Ant Financial, the financial arm of Chinese ecommerce giant Alibaba, bought payments company WorldFirst at the turn of the year (deal analysis here). Now backed by one of the largest company’s globally, WorldFirst can really focus on growth.
This can be most clearly seen by its very recent change in its pricing (screenshot from the WorldFirst website):
This pricing model compares to the more traditional pricing curve that WorldFirst used to operate:
What are the implications:
- With the support of Ant Financial, WorldFirst can focus on growing market share.
- The new pricing structure is one that also supports a faster scaling of the business. Quoting prices over the phone requires a different customer journey to a simple one size fits all price structure.
- WorldFirst is following the transparency and technology models of players like TransferWise but WorldFirst’s pricing is even simpler as it is not differentiated by currency corridor.

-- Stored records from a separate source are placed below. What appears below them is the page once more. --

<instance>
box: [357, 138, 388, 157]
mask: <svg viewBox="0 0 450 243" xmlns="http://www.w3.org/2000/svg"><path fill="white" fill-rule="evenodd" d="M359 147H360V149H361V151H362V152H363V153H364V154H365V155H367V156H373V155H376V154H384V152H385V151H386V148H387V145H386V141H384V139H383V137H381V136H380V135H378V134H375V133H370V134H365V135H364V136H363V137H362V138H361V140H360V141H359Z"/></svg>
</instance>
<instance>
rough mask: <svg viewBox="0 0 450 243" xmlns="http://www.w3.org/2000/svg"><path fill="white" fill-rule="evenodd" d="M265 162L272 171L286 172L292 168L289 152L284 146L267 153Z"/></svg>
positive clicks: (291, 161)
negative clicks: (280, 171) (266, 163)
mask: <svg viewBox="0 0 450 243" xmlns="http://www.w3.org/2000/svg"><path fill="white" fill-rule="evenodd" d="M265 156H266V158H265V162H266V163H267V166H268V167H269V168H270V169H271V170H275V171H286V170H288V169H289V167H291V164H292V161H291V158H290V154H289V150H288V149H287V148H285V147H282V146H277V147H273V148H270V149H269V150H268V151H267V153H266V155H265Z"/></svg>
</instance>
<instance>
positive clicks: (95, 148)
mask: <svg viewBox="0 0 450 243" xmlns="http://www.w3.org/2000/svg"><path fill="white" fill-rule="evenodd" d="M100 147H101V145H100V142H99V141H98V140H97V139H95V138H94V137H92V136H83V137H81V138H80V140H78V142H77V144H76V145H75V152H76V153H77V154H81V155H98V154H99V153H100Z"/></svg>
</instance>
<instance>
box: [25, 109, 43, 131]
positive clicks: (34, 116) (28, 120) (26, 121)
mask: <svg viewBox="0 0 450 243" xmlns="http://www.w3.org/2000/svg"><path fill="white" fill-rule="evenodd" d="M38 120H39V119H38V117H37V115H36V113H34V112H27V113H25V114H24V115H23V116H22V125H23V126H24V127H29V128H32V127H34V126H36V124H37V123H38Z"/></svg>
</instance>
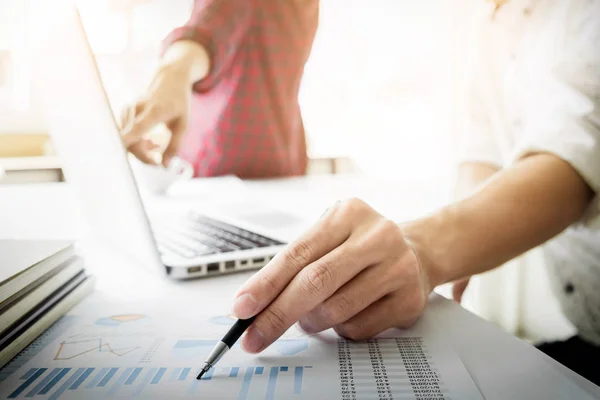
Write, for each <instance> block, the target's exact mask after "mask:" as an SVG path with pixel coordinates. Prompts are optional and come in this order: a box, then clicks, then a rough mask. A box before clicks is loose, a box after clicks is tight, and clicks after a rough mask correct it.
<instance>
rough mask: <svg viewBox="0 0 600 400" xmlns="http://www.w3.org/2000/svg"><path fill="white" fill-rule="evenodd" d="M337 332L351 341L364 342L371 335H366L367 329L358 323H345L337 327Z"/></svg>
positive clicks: (344, 322) (336, 327)
mask: <svg viewBox="0 0 600 400" xmlns="http://www.w3.org/2000/svg"><path fill="white" fill-rule="evenodd" d="M335 331H336V332H337V333H338V334H340V335H341V336H343V337H345V338H348V339H350V340H362V339H367V338H368V337H369V335H367V334H366V331H365V328H364V327H363V326H362V325H361V324H359V323H357V322H354V321H353V322H344V323H342V324H339V325H337V326H336V327H335Z"/></svg>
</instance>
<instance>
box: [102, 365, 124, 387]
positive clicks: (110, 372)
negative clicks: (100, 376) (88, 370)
mask: <svg viewBox="0 0 600 400" xmlns="http://www.w3.org/2000/svg"><path fill="white" fill-rule="evenodd" d="M118 370H119V368H111V369H110V371H108V373H107V374H106V376H105V377H104V378H102V380H101V381H100V383H98V387H104V386H106V384H107V383H108V382H109V381H110V380H111V379H112V377H113V376H114V375H115V374H116V373H117V371H118Z"/></svg>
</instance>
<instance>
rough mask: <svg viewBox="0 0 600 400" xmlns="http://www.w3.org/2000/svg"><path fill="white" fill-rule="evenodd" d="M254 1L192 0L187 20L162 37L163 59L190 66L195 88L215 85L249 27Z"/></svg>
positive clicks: (235, 51)
mask: <svg viewBox="0 0 600 400" xmlns="http://www.w3.org/2000/svg"><path fill="white" fill-rule="evenodd" d="M254 1H255V0H195V1H194V7H193V10H192V14H191V17H190V18H189V20H188V21H187V22H186V23H185V24H184V25H183V26H181V27H179V28H177V29H175V30H173V32H171V33H170V34H169V35H168V36H167V38H166V39H165V40H164V43H163V47H164V53H163V63H165V62H166V63H167V64H172V63H173V62H174V63H175V64H176V65H181V66H184V67H189V69H190V71H191V72H192V73H191V74H189V75H190V76H191V78H192V83H193V84H195V88H196V90H199V91H203V90H206V89H208V88H209V87H210V86H212V85H214V83H215V82H216V81H217V80H218V79H219V78H220V77H221V75H222V73H223V71H226V70H227V69H228V68H229V66H230V63H231V61H232V60H233V57H234V55H235V54H236V52H237V49H238V47H239V46H240V45H241V42H242V38H243V37H244V35H245V33H246V32H247V31H248V29H250V25H251V22H252V15H253V13H254ZM179 42H183V43H184V44H183V45H180V44H179ZM194 45H195V46H194ZM198 49H201V52H202V53H203V54H199V52H198ZM194 79H195V80H194Z"/></svg>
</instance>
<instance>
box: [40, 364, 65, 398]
mask: <svg viewBox="0 0 600 400" xmlns="http://www.w3.org/2000/svg"><path fill="white" fill-rule="evenodd" d="M70 370H71V368H63V369H62V371H60V372H59V373H58V374H57V375H56V376H55V377H54V378H53V379H52V380H51V381H50V382H48V384H47V385H46V386H44V388H43V389H42V390H41V391H40V394H48V392H49V391H51V390H52V388H53V387H54V386H56V384H57V383H58V382H60V381H61V379H62V378H64V377H65V375H67V374H68V373H69V371H70Z"/></svg>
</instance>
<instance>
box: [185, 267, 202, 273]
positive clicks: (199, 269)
mask: <svg viewBox="0 0 600 400" xmlns="http://www.w3.org/2000/svg"><path fill="white" fill-rule="evenodd" d="M196 272H202V267H189V268H188V274H193V273H196Z"/></svg>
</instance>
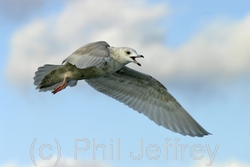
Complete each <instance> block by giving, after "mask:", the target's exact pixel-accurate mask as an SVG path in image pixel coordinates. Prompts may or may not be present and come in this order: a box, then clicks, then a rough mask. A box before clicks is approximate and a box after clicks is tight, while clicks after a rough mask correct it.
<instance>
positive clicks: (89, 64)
mask: <svg viewBox="0 0 250 167" xmlns="http://www.w3.org/2000/svg"><path fill="white" fill-rule="evenodd" d="M108 47H110V46H109V44H108V43H107V42H104V41H99V42H93V43H89V44H87V45H84V46H82V47H80V48H79V49H77V50H76V51H75V52H74V53H72V54H71V55H70V56H69V57H67V58H66V59H65V60H63V63H64V62H69V63H70V64H73V65H75V66H76V67H77V68H81V69H83V68H87V67H91V66H95V67H101V66H102V65H103V64H104V63H105V62H106V60H107V59H108V58H109V49H108Z"/></svg>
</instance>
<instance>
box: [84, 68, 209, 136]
mask: <svg viewBox="0 0 250 167" xmlns="http://www.w3.org/2000/svg"><path fill="white" fill-rule="evenodd" d="M86 82H87V83H88V84H89V85H90V86H92V87H93V88H94V89H96V90H97V91H100V92H102V93H104V94H106V95H108V96H111V97H113V98H114V99H116V100H118V101H120V102H122V103H124V104H126V105H128V106H129V107H131V108H133V109H134V110H136V111H138V112H139V113H143V114H144V115H146V116H147V117H148V118H149V119H151V120H152V121H154V122H155V123H156V124H158V125H161V126H163V127H165V128H167V129H170V130H171V131H173V132H177V133H180V134H182V135H189V136H199V137H202V136H204V135H208V134H210V133H209V132H207V131H206V130H205V129H203V128H202V127H201V126H200V125H199V124H198V123H197V122H196V121H195V120H194V119H193V118H192V117H191V116H190V115H189V114H188V113H187V111H186V110H185V109H184V108H183V107H182V106H181V105H180V104H179V103H178V102H177V101H176V99H175V98H174V97H173V96H172V95H171V94H170V93H168V91H167V89H166V88H165V87H164V86H163V85H162V84H161V83H160V82H158V81H157V80H155V79H154V78H152V77H151V76H149V75H146V74H143V73H140V72H137V71H135V70H132V69H130V68H128V67H123V68H122V69H121V70H119V71H117V72H116V73H114V74H112V75H107V76H103V77H100V78H93V79H86Z"/></svg>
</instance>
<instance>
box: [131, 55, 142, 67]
mask: <svg viewBox="0 0 250 167" xmlns="http://www.w3.org/2000/svg"><path fill="white" fill-rule="evenodd" d="M140 57H142V58H144V56H142V55H137V56H131V57H130V58H131V59H133V62H134V63H135V64H137V65H138V66H141V64H140V63H138V62H137V61H136V60H135V58H140Z"/></svg>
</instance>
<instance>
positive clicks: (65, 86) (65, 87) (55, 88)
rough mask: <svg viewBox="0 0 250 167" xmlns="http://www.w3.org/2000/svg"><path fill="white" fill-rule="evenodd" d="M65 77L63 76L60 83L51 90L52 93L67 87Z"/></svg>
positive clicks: (56, 91)
mask: <svg viewBox="0 0 250 167" xmlns="http://www.w3.org/2000/svg"><path fill="white" fill-rule="evenodd" d="M66 78H67V77H64V79H63V81H62V83H61V84H60V85H58V86H57V87H56V88H55V89H54V90H53V91H52V93H53V94H56V93H57V92H59V91H61V90H63V89H65V88H66V87H67V85H68V82H67V81H66Z"/></svg>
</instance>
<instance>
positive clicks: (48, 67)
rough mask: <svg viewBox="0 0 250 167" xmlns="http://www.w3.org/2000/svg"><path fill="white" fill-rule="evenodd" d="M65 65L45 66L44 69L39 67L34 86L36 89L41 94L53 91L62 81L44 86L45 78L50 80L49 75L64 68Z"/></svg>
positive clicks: (37, 72) (44, 66)
mask: <svg viewBox="0 0 250 167" xmlns="http://www.w3.org/2000/svg"><path fill="white" fill-rule="evenodd" d="M63 66H64V65H51V64H45V65H44V66H42V67H39V68H38V70H37V71H36V72H35V76H34V78H33V79H34V85H36V86H37V87H36V89H39V91H40V92H46V91H49V90H53V89H54V88H56V87H57V86H58V85H59V84H60V79H59V80H58V81H57V82H55V83H53V82H52V83H49V84H44V83H43V82H44V79H45V77H46V78H48V74H50V73H51V72H52V71H54V70H56V69H59V68H61V67H63Z"/></svg>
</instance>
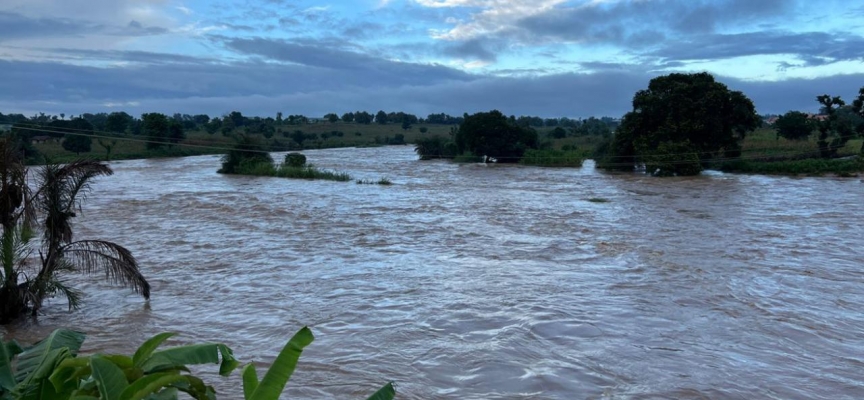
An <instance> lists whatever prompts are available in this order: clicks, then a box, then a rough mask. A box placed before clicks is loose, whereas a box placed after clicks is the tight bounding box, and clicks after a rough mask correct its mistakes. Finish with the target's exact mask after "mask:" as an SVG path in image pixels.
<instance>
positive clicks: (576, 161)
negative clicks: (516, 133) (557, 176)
mask: <svg viewBox="0 0 864 400" xmlns="http://www.w3.org/2000/svg"><path fill="white" fill-rule="evenodd" d="M586 158H588V154H587V153H586V152H584V151H581V150H551V149H549V150H532V149H529V150H526V151H525V155H523V156H522V159H521V160H520V161H519V163H520V164H523V165H534V166H538V167H581V166H582V163H584V162H585V159H586Z"/></svg>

- The one interesting nuance in WorldFirst’s new pricing model is that it is based on total annual flows rather than a single transfer. This requires taking a small leap of faith with a new customer but will also help encourage commitment of ongoing business.
This is a bold move by WorldFirst. We’ll be able to assess the impact of this price change over the coming year once we see the response from customers and the change in market share. Given the reduction in price and simpler model, we certainly expect it to be positive.